We initially wanted to determine whether this longer fork substrate could be acted on by WRN to yield a daughter duplex product in a manner identical to the substrate above. To this end, this substrate was restricted with Rsa I and Xmn I (Figure 6A, top center) to release the heterologous (and unlabeled) regions of both arms; the resulting fork with entirely homologous leading and lagging arms was purified. When this substrate was treated with WRN-E84A, two new DNA products (Figure 6B, lanes 2–5, indicated by arrows) appeared with migration consistent with that of the potential daughter duplex (a 42 bp plus 10 nt 5′ overhang) and the parental duplex (92 bp); note that the daughter duplex appears more intense due to the higher specific activity of the lagging daughter strand.
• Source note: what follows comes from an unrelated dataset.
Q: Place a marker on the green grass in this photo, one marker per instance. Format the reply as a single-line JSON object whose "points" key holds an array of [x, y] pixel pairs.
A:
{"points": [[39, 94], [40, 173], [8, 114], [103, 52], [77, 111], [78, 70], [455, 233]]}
As above, production of both species required ATP hydrolysis and occurred at extremely low WRN concentrations without detectable amounts of single-stranded products (data not shown). These experiments confirm that this restricted fork could be regressed by WRN-E84A in the same manner as the shorter fork substrate (21lead fork) that contained a similar structure at the fork junction. These findings also suggest that the length of the homologous arms in our substrates does not significantly affect WRN's regression function, as the homologous arms of the restricted fork are approximately twice as long as those in our short fork substrates.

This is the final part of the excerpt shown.